The problem with the creative process that I’m seeing really has nothing to do with the creative process itself. At the nonprofit where I work, I’ve been a part of teams that come up with really great stuff – from clever contests to innovative campaigns that would definitely generate buzz. We all leave those meetings sorta buzzed ourselves about the ideas and their potential.
But then comes the approval process. Up the chain of command, sideways to another department and various other people throwing in their opinions even though they shouldn’t be involved in the process at all. By the time everything comes back to the people who had the ideas in the first place, the work is barely recognizable. It gets watered down. It gets turned into something safe and bland (i.e. bureaucra-tized). Or it gets shut down altogether. Well, that doesn’t happen all the time.
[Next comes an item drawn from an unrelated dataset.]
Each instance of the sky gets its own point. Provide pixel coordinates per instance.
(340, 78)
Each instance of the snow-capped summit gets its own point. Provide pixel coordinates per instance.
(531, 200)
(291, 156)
I’d say a good 2% of the time, a phenomenal idea gets through and shines in its true, original glory.
And I think the issue boils down to one thing: some people want to play it safe and only do what they’ve done before while some of us want to innovate and push the envelope. And there’s the perennial dilemma: the play-it-safers want the creative people to come up with something new, edgy, innovative – but not really. Because new, edgy and innovative are rarely safe.
These conflicting perspectives are interesting to me because, though I’m definitely a creative type, I think I’m also a bit more analytical and formal in some ways than some other creative folks I know. So even though I can see both sides, I still would always rather take a risk than play it safe.
that place has way too much of that. adapt or die… i think their doing the latter
Yep. The whole organization seems to be getting turned on its ear right now. We’ll see how that works out.
also… i can’t believe i used their
i’m gonna go cry in the closet now
I’m curious in what you mean by getting turned on its ear. New CEO?
It’s the lawless interwebs. You can do as you please…just claim it was for artistic purposes and you’re golden.